Ci sono due o tre argomenti di cui la stampa egiziana sa che è meglio non oc­cuparsi troppo, e uno di questi è la fami­glia Mubarak. Ci sono due o tre argo­menti di cui la famiglia Mubarak per­mette che ci si occupi, e uno di questi è il calcio. Alaa-Alaagan promette che il suo è stato solo uno sfogo, «montato da
Al Jazeera», e che non ha alcuna inten­zione di buttarsi in politica. Quanto al calcio... «È la seconda religione del Pae­se.
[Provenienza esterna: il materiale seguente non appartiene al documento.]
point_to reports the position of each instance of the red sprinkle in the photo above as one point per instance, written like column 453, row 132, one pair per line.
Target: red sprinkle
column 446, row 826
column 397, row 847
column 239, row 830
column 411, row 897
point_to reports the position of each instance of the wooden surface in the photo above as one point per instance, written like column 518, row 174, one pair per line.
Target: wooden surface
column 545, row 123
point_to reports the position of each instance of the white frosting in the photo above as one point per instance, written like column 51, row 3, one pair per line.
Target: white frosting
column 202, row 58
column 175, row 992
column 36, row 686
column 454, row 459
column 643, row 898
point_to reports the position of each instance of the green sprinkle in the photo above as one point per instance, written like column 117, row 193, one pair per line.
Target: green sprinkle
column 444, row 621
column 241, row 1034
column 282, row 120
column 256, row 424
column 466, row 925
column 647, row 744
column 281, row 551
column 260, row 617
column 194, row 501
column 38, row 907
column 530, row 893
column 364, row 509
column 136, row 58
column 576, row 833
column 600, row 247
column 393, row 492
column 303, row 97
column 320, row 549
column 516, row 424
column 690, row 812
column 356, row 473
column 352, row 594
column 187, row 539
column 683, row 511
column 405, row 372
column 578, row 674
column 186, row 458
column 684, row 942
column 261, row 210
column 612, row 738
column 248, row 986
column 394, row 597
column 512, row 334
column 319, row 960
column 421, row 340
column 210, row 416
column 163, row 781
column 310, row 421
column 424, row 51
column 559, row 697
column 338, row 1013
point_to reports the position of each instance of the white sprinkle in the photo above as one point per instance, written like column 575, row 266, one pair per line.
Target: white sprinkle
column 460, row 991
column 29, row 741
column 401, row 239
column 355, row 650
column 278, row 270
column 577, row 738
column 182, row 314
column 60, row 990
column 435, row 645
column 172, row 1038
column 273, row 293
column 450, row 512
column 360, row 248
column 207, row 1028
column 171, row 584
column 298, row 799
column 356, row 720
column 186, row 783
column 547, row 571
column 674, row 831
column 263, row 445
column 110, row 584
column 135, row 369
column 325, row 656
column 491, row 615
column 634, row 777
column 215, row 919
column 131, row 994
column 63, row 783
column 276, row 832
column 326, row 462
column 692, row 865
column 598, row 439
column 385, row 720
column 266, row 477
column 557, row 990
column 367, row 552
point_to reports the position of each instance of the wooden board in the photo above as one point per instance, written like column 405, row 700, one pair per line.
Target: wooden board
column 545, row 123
E in questo, i Mubarak sono uguali a tutti gli egiziani», certifica Marco Tardel­li, che è stato citì della nazionale e al Cai­ro è ancora ricordato con nostalgia per una storica vittoria sul Camerun, i brasi­liani d’Africa: «Alaa non lo conosco, ma Gamal veniva spesso a vederci. Non è un ultrà, è uno che se ne intende. E un paio di volte ha voluto anche incontrar­mi. In Egitto, le partite sono un momen­to collettivo fortissimo. Io ci sono stato molto bene, la gente mi trattava con af­fetto. Salvo quando perdevamo. Allora cambiava tutto: la mattina dopo la parti­ta, scendevo a far colazione e i camerieri dell’hotel si voltavano dall’altra parte».